Newsletter
NEW RULES FOR THE FINANCIAL INDUSTRY
‧FTC Policy Statement on the Business Practices of the Financial Industry
On 27 December 2007 the Fair Trade Commission (FTC) amended its Policy Statement on the Business Practices of the Financial Industry (the "Policy Statement").
In determining whether an act is deceptive or obviously unfair and will affect the market order, the FTC will look at whether the party involved has knowingly deceived the other party or has concealed any material trading information from the other party or has engaged in competition or transactions in an obviously unfair manner. The amended Policy Statement sets out 14 scenarios which the FTC considers to be deceptive or obviously unfair.
One of the newly added scenarios is the failure to clearly define the liability of a joint and several guarantor. The FTC requires that when a financial institution demands a guarantor in providing personal credit, (1) the contract should clearly state that the liability of the guarantor arises from a specific legal relationship between the debtor and the financial institution, or should expressly state the guarantor's maximum liability; (2) an indefinite guarantee for successive debts should expressly stipulate that the guarantor may cancel his guarantee at any time in accordance with Article 754 of the Civil Code; and (3) in standard guarantee contracts, material information on the transaction (such as the extent of guarantee and the definition of the maximum-amount guarantee ) should be displayed in bold letters or a different color. The guarantee contract must be read and signed by the guarantor, and the financial institution must provide the guarantor with the original copies of the loan contract and the guarantee contract, or their certified photocopies.
Because of the amendments, financial institutions should pay special attention to the wording of loan guarantees, and should no longer use vague wording like "guarantees all present and future debts" and should comply with relevant requirements.
‧Required Content of Standard Contracts for Personal Motor Vehicle and Housing Loans
The Legislative Yuan (LY) enacted the Consumer Insolvency Act (CIA) on 8 June 2007. After cross-party consultation, the legislators deleted Article 55 of the original bill, which protected the residence occupied by a debtor.

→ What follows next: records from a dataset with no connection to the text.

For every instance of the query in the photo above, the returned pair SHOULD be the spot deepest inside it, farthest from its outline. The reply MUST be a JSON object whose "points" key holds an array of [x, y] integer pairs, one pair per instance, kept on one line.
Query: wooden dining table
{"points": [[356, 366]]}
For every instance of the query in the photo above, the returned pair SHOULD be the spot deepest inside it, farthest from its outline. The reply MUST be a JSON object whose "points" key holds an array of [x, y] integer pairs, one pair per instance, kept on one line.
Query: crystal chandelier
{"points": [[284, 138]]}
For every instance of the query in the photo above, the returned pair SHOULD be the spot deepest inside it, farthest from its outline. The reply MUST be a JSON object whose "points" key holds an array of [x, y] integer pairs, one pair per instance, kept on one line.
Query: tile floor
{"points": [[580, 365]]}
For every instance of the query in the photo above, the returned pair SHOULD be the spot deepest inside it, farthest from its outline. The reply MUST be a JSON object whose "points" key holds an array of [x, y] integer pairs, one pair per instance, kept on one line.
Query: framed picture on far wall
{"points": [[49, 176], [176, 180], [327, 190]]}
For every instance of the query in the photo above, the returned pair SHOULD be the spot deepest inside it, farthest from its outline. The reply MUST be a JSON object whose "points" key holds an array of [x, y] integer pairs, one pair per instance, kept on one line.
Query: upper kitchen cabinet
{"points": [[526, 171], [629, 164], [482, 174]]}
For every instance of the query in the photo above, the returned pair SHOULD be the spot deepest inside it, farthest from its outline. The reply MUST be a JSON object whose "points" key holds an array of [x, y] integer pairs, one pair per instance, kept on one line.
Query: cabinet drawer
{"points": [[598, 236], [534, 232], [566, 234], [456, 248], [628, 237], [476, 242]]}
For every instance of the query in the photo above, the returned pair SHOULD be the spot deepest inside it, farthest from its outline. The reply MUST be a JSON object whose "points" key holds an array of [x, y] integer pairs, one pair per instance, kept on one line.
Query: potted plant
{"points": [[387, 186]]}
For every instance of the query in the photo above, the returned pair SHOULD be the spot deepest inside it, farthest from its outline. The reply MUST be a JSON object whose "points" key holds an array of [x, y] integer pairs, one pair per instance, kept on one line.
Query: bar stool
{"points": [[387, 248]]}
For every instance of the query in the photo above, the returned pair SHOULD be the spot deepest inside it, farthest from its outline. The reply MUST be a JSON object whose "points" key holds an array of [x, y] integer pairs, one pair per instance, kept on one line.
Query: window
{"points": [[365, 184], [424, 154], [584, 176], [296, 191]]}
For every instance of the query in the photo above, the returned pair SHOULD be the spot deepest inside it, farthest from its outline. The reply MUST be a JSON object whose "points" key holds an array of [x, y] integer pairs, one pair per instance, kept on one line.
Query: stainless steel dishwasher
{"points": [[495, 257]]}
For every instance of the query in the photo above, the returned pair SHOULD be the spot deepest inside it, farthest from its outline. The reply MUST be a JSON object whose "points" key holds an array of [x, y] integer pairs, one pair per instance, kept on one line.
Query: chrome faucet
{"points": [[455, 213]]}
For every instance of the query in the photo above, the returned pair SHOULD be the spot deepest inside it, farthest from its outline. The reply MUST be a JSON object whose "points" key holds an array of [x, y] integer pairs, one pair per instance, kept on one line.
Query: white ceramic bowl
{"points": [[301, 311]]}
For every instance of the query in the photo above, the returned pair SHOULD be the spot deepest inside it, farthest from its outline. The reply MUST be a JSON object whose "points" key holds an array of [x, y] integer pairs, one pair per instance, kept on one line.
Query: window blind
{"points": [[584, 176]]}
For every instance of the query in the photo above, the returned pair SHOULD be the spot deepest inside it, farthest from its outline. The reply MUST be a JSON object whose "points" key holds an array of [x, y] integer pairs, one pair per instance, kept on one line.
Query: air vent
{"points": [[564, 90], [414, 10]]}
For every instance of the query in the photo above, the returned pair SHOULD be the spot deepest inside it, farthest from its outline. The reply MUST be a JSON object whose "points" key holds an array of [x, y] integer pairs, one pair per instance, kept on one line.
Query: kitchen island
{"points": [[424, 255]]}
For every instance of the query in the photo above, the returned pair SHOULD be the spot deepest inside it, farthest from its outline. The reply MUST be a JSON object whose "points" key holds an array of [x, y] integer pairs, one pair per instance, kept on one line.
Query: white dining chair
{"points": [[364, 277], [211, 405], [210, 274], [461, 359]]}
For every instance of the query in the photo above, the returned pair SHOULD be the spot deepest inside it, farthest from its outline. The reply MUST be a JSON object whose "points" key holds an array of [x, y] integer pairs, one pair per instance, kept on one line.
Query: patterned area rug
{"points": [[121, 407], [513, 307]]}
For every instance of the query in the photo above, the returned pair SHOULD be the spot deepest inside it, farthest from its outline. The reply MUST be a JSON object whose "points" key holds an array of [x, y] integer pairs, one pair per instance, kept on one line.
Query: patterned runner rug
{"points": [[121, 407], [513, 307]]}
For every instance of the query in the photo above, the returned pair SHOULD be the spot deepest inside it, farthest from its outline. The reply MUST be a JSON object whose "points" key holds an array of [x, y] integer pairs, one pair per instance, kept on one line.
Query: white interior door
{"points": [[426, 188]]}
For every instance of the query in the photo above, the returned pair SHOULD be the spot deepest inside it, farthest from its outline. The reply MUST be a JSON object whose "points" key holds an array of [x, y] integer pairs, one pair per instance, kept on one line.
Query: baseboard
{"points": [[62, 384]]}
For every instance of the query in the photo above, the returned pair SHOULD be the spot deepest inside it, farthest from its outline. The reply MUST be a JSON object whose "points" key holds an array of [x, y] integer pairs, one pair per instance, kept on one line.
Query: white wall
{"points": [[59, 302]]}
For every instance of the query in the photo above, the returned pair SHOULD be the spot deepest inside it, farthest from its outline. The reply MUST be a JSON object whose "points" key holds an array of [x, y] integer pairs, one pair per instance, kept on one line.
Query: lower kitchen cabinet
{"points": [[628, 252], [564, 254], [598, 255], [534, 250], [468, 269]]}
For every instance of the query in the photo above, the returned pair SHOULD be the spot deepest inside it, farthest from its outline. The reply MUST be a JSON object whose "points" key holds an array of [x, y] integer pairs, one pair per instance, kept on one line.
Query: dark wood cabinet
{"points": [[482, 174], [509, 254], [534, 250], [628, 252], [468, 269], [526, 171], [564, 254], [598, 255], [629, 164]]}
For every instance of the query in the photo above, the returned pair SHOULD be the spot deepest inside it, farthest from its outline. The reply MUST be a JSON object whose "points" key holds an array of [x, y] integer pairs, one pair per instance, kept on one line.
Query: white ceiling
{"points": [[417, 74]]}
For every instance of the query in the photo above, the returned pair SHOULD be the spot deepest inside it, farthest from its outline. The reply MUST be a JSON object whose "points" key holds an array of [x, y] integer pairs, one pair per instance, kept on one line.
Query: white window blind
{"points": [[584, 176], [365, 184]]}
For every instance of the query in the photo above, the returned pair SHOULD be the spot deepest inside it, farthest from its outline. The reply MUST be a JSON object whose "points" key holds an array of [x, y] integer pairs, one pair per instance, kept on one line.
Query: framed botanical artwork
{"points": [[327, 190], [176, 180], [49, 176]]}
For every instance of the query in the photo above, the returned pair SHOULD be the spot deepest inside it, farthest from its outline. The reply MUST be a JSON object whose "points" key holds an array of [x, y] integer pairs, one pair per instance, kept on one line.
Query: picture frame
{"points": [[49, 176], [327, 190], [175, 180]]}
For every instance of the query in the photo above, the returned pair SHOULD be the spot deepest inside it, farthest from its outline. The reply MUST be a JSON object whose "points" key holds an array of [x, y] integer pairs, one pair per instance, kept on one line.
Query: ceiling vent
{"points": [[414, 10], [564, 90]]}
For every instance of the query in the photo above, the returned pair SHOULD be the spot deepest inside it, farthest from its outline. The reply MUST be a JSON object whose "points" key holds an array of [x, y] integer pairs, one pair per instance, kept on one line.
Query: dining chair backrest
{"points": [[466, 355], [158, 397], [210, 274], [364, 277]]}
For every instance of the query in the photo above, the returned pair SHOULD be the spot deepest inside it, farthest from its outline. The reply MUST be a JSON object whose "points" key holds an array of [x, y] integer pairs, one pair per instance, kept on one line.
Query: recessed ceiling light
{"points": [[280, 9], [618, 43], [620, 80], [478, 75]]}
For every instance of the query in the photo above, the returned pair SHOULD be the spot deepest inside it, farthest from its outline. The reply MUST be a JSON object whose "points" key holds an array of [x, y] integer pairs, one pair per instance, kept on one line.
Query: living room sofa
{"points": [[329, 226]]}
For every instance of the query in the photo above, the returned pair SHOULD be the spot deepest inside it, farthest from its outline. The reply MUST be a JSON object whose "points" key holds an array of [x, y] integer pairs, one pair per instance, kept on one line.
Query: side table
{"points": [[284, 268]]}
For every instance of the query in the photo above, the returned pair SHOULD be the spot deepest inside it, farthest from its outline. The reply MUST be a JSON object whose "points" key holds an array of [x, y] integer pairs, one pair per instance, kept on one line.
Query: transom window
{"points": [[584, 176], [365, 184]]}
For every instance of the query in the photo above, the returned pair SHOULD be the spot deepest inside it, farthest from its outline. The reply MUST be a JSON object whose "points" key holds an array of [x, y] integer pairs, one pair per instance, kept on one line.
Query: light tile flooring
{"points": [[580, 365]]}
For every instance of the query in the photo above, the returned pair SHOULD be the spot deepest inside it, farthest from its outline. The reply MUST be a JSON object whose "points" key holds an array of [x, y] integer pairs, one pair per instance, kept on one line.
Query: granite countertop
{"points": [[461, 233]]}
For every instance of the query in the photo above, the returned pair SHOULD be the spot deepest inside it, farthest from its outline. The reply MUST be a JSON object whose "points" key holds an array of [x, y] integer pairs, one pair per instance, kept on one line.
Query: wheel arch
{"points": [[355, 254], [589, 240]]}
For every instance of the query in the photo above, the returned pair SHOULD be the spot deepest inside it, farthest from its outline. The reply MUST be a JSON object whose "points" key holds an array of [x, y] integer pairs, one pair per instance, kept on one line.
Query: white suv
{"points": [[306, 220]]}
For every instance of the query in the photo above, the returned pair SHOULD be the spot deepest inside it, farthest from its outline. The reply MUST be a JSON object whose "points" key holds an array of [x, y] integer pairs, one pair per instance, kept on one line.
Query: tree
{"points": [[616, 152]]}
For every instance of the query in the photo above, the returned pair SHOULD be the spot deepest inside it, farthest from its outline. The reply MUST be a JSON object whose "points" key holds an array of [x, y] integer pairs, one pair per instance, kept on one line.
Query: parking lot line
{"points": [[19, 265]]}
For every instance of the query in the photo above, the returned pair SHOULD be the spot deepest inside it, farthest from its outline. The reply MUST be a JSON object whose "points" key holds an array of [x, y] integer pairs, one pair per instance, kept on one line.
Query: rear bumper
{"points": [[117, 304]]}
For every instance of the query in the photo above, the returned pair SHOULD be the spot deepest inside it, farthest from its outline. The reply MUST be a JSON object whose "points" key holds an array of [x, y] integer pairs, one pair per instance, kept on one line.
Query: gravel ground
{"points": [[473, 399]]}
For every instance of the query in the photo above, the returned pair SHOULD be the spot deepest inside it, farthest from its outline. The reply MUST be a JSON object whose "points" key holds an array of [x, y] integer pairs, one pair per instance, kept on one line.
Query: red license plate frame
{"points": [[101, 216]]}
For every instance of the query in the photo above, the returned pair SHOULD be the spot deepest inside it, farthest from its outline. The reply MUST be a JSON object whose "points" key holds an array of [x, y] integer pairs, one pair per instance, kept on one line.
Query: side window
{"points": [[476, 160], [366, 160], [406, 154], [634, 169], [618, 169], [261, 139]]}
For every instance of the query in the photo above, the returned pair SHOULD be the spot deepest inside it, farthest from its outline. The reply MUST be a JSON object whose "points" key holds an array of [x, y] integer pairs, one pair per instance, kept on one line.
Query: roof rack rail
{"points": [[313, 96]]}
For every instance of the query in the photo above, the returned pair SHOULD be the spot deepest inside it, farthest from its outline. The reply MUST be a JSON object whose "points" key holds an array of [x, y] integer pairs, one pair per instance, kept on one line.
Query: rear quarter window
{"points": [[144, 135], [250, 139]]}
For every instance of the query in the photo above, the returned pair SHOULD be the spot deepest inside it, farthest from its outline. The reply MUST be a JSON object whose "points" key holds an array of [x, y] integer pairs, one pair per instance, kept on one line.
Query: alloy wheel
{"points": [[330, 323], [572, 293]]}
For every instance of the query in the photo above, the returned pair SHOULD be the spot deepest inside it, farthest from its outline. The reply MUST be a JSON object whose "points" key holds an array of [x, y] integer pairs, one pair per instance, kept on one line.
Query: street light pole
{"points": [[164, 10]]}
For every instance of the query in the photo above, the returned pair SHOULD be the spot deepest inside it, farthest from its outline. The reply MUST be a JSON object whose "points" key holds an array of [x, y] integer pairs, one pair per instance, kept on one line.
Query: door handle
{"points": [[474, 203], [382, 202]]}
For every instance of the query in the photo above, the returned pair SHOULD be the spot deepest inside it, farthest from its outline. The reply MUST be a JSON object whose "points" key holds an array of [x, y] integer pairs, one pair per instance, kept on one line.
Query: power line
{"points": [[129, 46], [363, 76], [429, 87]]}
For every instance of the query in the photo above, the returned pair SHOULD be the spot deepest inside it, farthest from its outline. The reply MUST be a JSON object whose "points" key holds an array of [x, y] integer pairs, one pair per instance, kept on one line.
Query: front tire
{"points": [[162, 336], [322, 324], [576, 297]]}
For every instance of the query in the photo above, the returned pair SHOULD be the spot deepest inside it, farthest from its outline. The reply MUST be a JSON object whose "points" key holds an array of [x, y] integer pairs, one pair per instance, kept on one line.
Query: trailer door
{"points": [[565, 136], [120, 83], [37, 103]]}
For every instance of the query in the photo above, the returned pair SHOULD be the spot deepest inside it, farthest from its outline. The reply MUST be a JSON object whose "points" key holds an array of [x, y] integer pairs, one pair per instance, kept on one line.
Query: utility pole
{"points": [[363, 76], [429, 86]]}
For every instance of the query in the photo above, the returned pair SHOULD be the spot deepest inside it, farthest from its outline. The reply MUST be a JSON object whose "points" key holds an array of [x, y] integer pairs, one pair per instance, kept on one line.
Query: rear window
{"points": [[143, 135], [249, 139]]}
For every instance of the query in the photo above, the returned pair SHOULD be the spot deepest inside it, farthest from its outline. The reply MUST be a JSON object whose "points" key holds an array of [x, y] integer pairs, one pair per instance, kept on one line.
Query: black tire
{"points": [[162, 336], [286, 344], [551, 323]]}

However, the LY decided that in order to protect debtors' related rights during an individual debt adjustment period, a standard housing loan contract should contain a provision affording protection similar to the deleted Article 55; that all mortgage contracts for personal residence concluded before the amendment should be changed accordingly; and that during negotiation and individual debt adjustment period, financial institutions should not enforce acceleration clauses without legitimate reasons.
Based on the above decision, the Financial Supervisory Commission proposed an amendment to Article 5-1 of the Required Content of Standard Contracts for Personal Motor Vehicle and Housing Loans so that if a borrower (1) has already requested negotiation with the financial institutions under Article 151 of the CIA, (2) has not paid two install-ments or less, and (3) agrees to continue to repay the loan as scheduled in the original loan contract, then the outstanding principal and interest, penalties, and related charges should be evenly apportioned over the remaining repayment period, with the interest calculated at the rate agreed in the original loan contract. Even if the original loan contract allows the financial institution to demand repayment of the loan in a lump sum, the financial institution should not enforce such acceleration clause or its rights over the collateral without legitimate reasons.
However, if the borrower misstates his debts, conceals his assets, or gives preferential treatments to one or more creditors, the financial institution may, after giving a notice to the borrower, enforce the acceleration clause and its rights over the collateral, that is, the personal residence of the borrower.